Zwyczajny teren zielony przy skrzyżowaniu ul. Dębogórskiej z ul. Chełmińską nabierze barw i różnorodności. Na początku marca wykonawca rozpoczął nasadzenia nowych drzew. Na miejscu pojawiły się aż 24 wiśnie piłkowane „Kanzan”, które wiosną zakwitną charakterystycznym, różowym kolorem.
To tzw. „Mała Japonia”, bo tak zatytułowali swój projekt Budżetu Obywatelskiego wnioskodawcy – miejski radny Marcin Kaczmarek i Małgorzata Żurawska. Zamysł? Sprawienie, aby ten fragment miasta, tuż obok dużego terenu zielonego, stał się bardziej przyjazny mieszkańcom i zachęcał do spędzania wolnego czasu wśród zieleni. W dosyć nietuzinkowy sposób, bo właśnie przez wyraziste gatunki drzew, z których tworzone są w wielu miastach w Europie ogrody kwitnących wiśni.
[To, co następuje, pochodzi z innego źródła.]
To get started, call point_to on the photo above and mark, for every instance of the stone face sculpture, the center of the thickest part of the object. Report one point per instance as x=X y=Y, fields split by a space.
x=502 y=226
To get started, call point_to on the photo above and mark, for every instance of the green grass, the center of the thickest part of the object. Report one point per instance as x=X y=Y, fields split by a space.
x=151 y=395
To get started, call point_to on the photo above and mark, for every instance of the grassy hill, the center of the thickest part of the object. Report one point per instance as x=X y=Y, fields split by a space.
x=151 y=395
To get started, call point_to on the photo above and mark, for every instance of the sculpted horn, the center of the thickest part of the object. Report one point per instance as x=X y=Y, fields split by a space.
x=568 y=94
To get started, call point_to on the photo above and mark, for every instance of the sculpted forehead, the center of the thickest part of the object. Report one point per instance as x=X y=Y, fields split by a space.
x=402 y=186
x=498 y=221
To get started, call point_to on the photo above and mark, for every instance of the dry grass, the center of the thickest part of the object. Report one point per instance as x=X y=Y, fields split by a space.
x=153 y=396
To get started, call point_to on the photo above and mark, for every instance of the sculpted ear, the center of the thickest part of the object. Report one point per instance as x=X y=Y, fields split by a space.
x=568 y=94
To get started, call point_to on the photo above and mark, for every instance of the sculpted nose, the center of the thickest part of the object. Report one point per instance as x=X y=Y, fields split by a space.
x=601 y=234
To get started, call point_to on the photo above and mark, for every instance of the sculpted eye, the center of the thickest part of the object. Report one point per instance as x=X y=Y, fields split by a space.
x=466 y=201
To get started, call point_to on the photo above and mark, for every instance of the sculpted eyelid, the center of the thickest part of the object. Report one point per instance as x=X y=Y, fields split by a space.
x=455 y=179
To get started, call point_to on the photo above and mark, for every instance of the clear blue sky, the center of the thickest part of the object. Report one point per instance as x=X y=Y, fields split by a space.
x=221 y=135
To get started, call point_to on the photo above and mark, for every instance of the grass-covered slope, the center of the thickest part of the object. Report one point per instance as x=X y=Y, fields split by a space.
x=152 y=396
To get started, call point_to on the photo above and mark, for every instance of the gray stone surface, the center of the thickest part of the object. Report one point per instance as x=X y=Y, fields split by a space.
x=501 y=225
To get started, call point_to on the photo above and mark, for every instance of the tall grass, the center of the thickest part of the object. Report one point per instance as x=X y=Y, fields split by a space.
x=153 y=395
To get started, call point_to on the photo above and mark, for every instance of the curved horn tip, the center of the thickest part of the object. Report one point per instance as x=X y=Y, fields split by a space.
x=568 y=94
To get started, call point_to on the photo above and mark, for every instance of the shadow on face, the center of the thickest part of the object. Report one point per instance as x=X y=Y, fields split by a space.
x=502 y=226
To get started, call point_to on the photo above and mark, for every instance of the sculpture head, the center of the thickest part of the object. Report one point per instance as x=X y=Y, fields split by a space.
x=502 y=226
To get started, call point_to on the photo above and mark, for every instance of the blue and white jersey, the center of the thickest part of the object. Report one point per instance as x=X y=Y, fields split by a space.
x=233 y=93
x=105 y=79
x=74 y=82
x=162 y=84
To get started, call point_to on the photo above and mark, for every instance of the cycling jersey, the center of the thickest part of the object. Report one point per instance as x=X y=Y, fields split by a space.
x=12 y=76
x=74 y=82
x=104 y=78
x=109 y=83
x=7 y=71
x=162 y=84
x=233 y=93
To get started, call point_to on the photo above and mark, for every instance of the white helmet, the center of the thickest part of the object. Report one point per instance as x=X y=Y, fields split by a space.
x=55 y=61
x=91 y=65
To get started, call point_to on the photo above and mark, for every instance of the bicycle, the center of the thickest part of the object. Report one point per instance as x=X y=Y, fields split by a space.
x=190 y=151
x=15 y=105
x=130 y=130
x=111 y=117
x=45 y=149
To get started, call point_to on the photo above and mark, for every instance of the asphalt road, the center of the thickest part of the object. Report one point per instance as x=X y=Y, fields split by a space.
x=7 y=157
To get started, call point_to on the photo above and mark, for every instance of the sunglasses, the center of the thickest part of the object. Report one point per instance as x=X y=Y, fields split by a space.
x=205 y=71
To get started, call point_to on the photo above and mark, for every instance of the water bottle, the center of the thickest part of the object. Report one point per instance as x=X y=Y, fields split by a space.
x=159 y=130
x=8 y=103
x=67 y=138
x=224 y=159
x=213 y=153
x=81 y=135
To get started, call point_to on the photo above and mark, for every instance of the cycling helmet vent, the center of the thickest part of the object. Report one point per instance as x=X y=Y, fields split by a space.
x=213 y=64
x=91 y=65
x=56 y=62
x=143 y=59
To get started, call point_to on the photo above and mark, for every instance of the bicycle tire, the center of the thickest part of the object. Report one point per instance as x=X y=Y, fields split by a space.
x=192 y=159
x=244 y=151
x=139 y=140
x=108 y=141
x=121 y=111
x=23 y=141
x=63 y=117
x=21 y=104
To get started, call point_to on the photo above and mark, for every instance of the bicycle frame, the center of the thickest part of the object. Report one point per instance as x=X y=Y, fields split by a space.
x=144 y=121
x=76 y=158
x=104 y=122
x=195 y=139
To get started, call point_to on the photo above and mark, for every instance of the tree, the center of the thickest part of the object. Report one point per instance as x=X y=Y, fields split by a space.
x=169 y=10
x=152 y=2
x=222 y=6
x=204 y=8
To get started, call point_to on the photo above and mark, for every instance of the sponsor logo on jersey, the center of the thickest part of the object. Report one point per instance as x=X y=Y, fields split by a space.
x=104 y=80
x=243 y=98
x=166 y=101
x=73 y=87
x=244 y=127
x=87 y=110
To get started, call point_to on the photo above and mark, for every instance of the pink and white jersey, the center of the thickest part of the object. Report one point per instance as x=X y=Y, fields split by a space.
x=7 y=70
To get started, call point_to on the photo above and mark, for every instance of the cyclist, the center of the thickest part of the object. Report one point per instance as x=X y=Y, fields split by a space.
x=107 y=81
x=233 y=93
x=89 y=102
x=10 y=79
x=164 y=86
– Projekt powstał z inicjatywy mojej córki Małgorzaty Żurawskiej, która jest zafascynowana kulturą Japonii. Zwróciłyśmy się z tym pomysłem do radnego naszego miasta Marcina Kaczmarka, który ma doświadczenie w projektach Budżetu Obywatelskiego w Rumi. To już nasz czwarty zwycięski projekt w ciągu ostatnich lat, również dzięki temu udało nam się wspólnie napisać projekt, który wygrał wśród projektów zielonych w tegorocznej edycji BO. Mamy nadzieję, że już wkrótce mieszkańcy będą mogli cieszyć się przepięknym parkiem kwitnących japońskich wiśni, podobnym do tych, które stały się wizytówkami takich miast jak Sztokholm czy Hamburg – mówi Monika Żurawska, mama Małgorzaty, współautorki projektu.
Przestrzeń na rogu ul. Dębogórskiej i ul. Chełmińskiej poza 24 drzewami w najbliższej przyszłości uzupełnią też kolejne rośliny. W drugiej połowie roku pojawią się tam krzewy, byliny i ozdobne trawy. Łącznie cały projekt będzie kosztować ok. 50 tysięcy złotych.
Przypomnijmy, że pomysł utworzenia „Małej Japonii” w Starej Rumi poparło łącznie aż 1320 mieszkańców, którzy oddali swój głos w Budżecie Obywatelskim 2024.